Mele + Marie、フィリピン製の100万ペソ級バッグをRustan’s Makatiで展開
重要ポイント
- •Mele + Marieのフィリピン初のブティックはRustan’s Makatiにあり、セブ製ブランドに国内の常設小売拠点をもたらした。
- •Aurora Bella minaudièreはP1.2 millionで、オニキス色のシェルにHans Brumannによる本物の石をあしらっている。
- •同ブランドは2012年にMelecio Oamil氏とMarie Oamil氏によって設立され、現在は娘のRome Oamil氏がクリエイティブディレクターを務めている。
- •Mele + Marieは、フィリピンで国内小売拠点を拡大する前に、評価の多くを海外で築いた。
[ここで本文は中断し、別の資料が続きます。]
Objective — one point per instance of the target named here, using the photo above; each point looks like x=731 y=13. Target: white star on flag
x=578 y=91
- •各バッグは完成まで最長1カ月を要することがあり、1点に3人が携わる。

Rustan’s Makatiに登場した、最高100万ペソ級のフィリピン製バッグ
最高100万ペソに達する高級ハンドバッグといえば、欧州の伝統あるファッションメゾンを想起することが多い。しかし7月23日、Rustan’s Makatiで披露されたその価格帯のバッグの一つは、フィリピン・セブで製作するブランド、Mele + Marieのものだった。
中心となったのはAurora Bella minaudièreで、オニキス色のシェルを用い、Hans Brumannによる本物の石をあしらった小型のハードクラッチだ。価格はP1.2 million。Hannahラインの別のシェルバッグは最高P500,000で販売される。同ブランドはまた、比較的手に取りやすい約$1,000、すなわちおよそP50,000からP70,000のバッグも展開している。
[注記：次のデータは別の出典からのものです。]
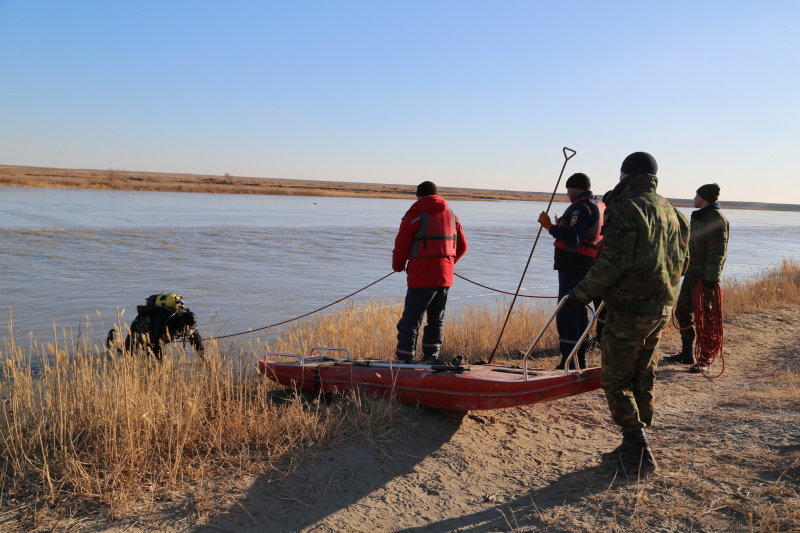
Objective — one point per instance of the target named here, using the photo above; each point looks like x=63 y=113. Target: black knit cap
x=426 y=188
x=639 y=163
x=709 y=192
x=579 y=180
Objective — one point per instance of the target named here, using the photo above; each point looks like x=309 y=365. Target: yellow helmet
x=169 y=300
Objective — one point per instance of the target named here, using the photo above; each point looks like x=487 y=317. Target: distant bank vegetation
x=123 y=180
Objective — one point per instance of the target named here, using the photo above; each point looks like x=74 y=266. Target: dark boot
x=685 y=356
x=634 y=456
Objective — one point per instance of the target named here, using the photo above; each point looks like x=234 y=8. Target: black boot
x=685 y=356
x=634 y=456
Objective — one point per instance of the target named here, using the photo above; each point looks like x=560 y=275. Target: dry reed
x=90 y=431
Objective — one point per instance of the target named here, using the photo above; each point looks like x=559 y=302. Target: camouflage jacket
x=645 y=250
x=708 y=245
披露された作品の中には、この価格帯のバッグとして、真珠層のように虹色に輝くシェルを金色のバスケット状の構造に収め、金を浸した米粒を含む、しなやかに曲がる稲穂をハンドルにしたものもあった。素材と構造は、職人技、仕上げの希少性、手仕事そのものが単なる装飾ではなく、製品価値の一部となるカテゴリーに位置づけられる。
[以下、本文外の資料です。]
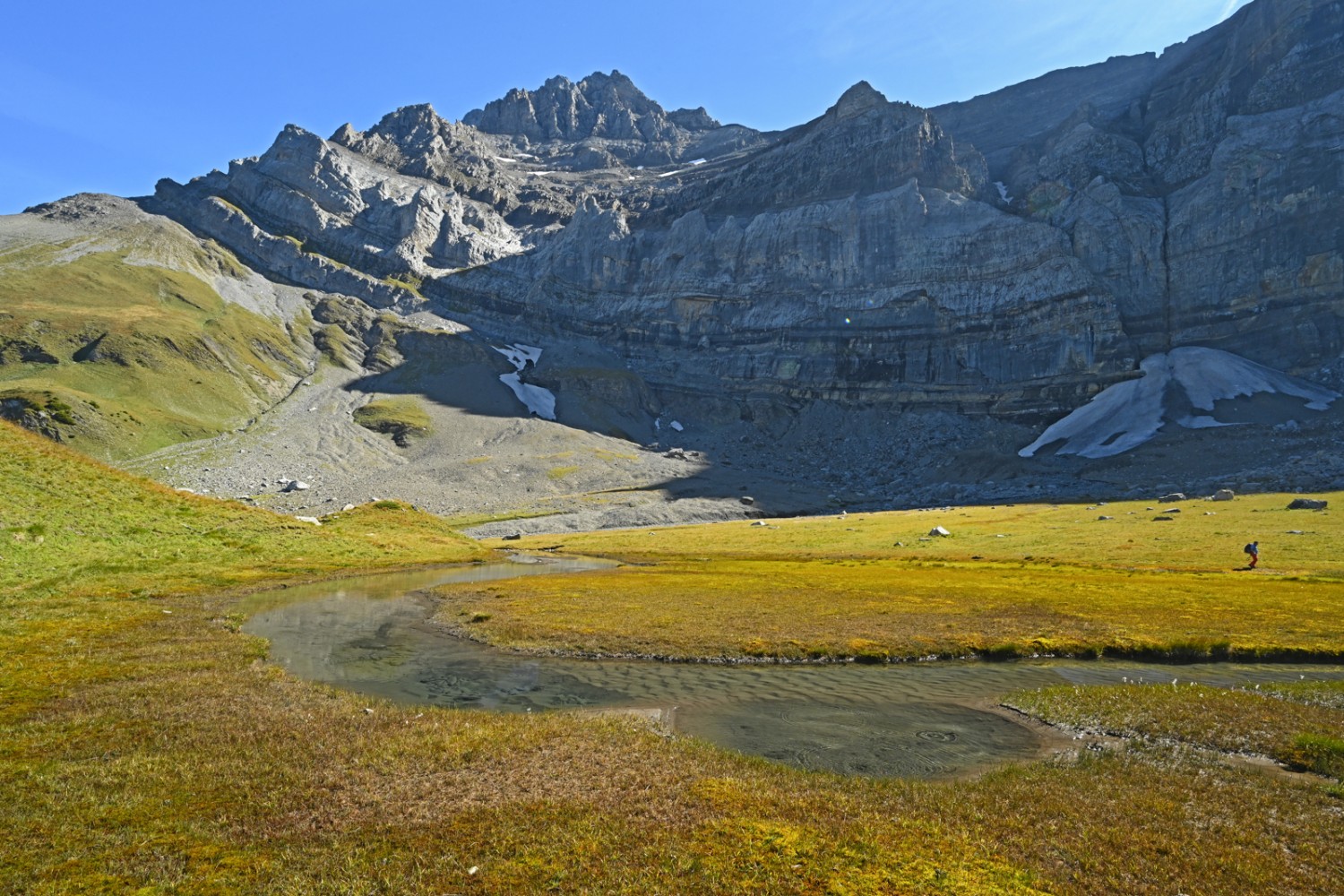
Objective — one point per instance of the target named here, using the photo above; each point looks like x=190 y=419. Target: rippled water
x=371 y=635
Mele + Marieは2012年、Melecio Oamil氏とMarie Oamil氏によって設立された。現在は夫妻の娘であるRome Oamil氏がクリエイティブディレクターを務めている。ブランド設立以前から、夫妻は世界有数のブランド向けに製作やデザインを手がけていた。
「私たちは世界中のファッションネットワークで多くの友人をつくってきました」と、Marie Oamil氏はRustan’s Makatiでのブランド発表の際、BusinessWorldに語った。そうした人脈が夫妻に自分たちのレーベルを立ち上げるよう促したという。その後、バッグは海外の店舗に並び、セレブリティに持たれ、ファッション業界幹部の妻たちの腕にも見られるようになった。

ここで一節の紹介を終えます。